La telefonata è comunque stata concessa sotto stretta sorveglianza. «Sto parlando con quattro poliziotti che mi guardano e ascoltano», ha riferito infatti. «Mi hanno fermato al confine, e dopo avermi tenuto nel centro di identificazione e di espulsione di Hatay, sono stato trasferito a Mugla, sempre in un centro di identificazione ed espulsione, in isolamento. I miei documenti sono in regola ma non mi è permesso di nominare un avvocato, né mi è dato sapere quando finirà questo fermo – ha aggiunto – La ragione del fermo è legata al contenuto del mio lavoro. Ho subito interrogatori al riguardo. Ho potuto telefonare solo dopo giorni di protesta».
Gabriele Del Grande, 35 anni, è reporter e documentarista. Fondatore dell’osservatorio sulle vittime dell’immigrazione «Fortress Europe», nel 2014, insieme ad Antonio Augugliaro e Khaled Soliman Al Nassiry, ha realizzato il documentario «Io sto con la sposa» che racconta la vera storia di cinque profughi palestinesi e siriani, sbarcati a Lampedusa, che per arrivare in Svezia mettono in scena un finto matrimonio.
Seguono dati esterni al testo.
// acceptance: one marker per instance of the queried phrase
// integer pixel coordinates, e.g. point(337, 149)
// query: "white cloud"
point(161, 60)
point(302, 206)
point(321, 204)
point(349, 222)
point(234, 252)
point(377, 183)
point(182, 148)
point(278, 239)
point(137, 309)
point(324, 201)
Finanziato con il crowdfunding, il film è stato presentato alla Mostra del cinema di Venezia, sezione Orizzonti.
Sempre attraverso il crowdfunding stava realizzando un altro progetto, una serie di interviste ai profughi di guerra siriani per il libro «Un partigiano mi disse», descritto nella presentazione come un’opera «sulla guerra in Siria e la nascita dell’Isis raccontate attraverso l’epica della gente comune in un intreccio di geopolitica e storytelling».
Ieri dopo l’annuncio dell’inizio dello sciopero della fame di Del Grande il presidente della Commissione per i diritti umani Luigi Manconi ha incontrato a porte chiuse per un’ora l’ambasciatore turco a Roma, mantenendo il massimo riserbo sul contenuto del colloquio.